Qwen3.5-27B-ultra-uncensored-heretic-v1-FP8

FP8 block-quantized version of llmfan46/Qwen3.5-27B-ultra-uncensored-heretic-v1.

Quantized to match the official Qwen/Qwen3.5-27B-FP8 format exactly.

Quantization Details

Method: Fine-grained FP8 quantization with block size of 128
Tool: Hugging Face Transformers native FineGrainedFP8Config (on-the-fly quantization during model loading)
Format: quant_method: "fp8" (Qwen/DeepSeek native format, NOT compressed-tensors)
Weight: FP8 E4M3, static, block_size=(128, 128)
Activation: FP8, dynamic per-token
Model size: ~29 GB (vs ~55 GB BF16)

Ignored Layers (modules_to_not_convert)

Copied verbatim from the official Qwen/Qwen3.5-27B-FP8 config.json, with MTP entries removed (this heretic variant has no MTP):

lm_head
model.language_model.embed_tokens
All linear_attn.conv1d, linear_attn.in_proj_a, linear_attn.in_proj_b (DeltaNet SSM-specific subparts)
All model.visual.* (entire vision tower)

Quantized layers (NOT in ignore list): linear_attn.out_proj, linear_attn.in_proj_qkv, linear_attn.in_proj_z, all self_attn Q/K/V/O projections, all MLP layers.

Quantization Script

from transformers import Qwen3_5ForConditionalGeneration, AutoProcessor, FineGrainedFP8Config
import json, torch

# Load ignore list from Qwen official FP8 config
ref = json.load(open("Qwen3.5-27B-FP8/config.json"))
ref_ignore = ref["quantization_config"]["modules_to_not_convert"]
modules_to_not_convert = [m for m in ref_ignore if not m.startswith("mtp")]
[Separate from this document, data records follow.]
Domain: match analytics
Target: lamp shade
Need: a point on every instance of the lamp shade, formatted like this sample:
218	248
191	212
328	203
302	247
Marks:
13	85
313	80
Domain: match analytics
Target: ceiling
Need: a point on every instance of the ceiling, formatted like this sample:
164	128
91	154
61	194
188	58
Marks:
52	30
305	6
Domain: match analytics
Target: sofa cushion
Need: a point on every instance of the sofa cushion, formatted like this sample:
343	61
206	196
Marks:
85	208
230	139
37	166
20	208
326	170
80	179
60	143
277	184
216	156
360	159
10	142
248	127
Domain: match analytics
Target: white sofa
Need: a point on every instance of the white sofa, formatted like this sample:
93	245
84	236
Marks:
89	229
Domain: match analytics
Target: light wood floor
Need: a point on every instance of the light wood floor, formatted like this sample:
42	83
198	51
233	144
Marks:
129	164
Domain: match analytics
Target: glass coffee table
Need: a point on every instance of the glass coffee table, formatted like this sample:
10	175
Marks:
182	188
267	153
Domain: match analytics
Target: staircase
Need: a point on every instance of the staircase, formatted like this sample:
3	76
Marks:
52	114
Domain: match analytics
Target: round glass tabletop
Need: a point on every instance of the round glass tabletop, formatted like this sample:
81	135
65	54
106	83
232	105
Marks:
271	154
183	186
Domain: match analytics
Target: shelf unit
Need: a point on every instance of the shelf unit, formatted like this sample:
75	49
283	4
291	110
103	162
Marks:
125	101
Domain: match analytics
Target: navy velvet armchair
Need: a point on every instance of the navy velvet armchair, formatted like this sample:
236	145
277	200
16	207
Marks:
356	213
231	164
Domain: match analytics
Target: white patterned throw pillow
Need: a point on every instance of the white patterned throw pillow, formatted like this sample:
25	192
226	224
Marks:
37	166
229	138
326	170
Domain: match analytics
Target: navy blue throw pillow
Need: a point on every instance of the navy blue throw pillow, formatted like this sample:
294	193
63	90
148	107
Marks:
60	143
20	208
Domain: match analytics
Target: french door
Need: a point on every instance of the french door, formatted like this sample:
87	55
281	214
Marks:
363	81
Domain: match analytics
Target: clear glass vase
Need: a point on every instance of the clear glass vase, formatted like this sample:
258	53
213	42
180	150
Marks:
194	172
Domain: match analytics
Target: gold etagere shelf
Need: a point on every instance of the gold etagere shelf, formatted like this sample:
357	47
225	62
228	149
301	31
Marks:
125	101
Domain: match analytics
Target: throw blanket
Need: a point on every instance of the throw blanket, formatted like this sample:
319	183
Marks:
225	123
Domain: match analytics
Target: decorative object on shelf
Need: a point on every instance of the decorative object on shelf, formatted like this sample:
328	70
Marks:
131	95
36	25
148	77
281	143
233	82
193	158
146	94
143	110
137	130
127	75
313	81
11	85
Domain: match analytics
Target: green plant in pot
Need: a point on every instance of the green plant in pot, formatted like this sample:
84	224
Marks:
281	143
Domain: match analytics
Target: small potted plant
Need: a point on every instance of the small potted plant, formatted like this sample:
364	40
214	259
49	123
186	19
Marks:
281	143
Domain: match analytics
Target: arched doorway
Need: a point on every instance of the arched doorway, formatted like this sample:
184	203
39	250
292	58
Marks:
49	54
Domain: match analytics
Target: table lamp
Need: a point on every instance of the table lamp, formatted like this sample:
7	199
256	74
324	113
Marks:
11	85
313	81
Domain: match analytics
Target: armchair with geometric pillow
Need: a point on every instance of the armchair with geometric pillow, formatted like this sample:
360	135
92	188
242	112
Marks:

qc = FineGrainedFP8Config(
    activation_scheme="dynamic",
    weight_block_size=(128, 128),
    modules_to_not_convert=modules_to_not_convert,
    dequantize=False,
)

processor = AutoProcessor.from_pretrained(MODEL_DIR)
model = Qwen3_5ForConditionalGeneration.from_pretrained(
    MODEL_DIR,
    dtype=torch.bfloat16,
    device_map="auto",
    max_memory={0: "30GiB", 1: "30GiB"},
    quantization_config=qc,
    low_cpu_mem_usage=True,
)

model.save_pretrained(SAVE_DIR, max_shard_size="5GB", save_original_format=False)
processor.save_pretrained(SAVE_DIR)

Evaluation Results

BF16 baseline vs FP8 quantized, evaluated with lm_eval 0.4.11, vLLM backend, 2 seeds averaged.

Benchmark	BF16	FP8	Recovery
GSM8k-Platinum (5-shot)	98.10%	97.89%	99.79%
IFEval inst_strict	92.15%	92.93%	100.85%
IFEval prompt_strict	89.74%	90.58%	100.93%

Generation parameters: temperature=1.0, top_p=0.95, top_k=64, max_gen_toks=16384

Usage

from vllm import LLM
model = LLM("kakrotto/Qwen3.5-27B-ultra-uncensored-heretic-v1-FP8")

Disclaimer

This is an uncensored model. The quantizer (kakrotto) is not responsible for the model's outputs or any misuse. This FP8 quantization preserves the original model's behavior. Please use responsibly.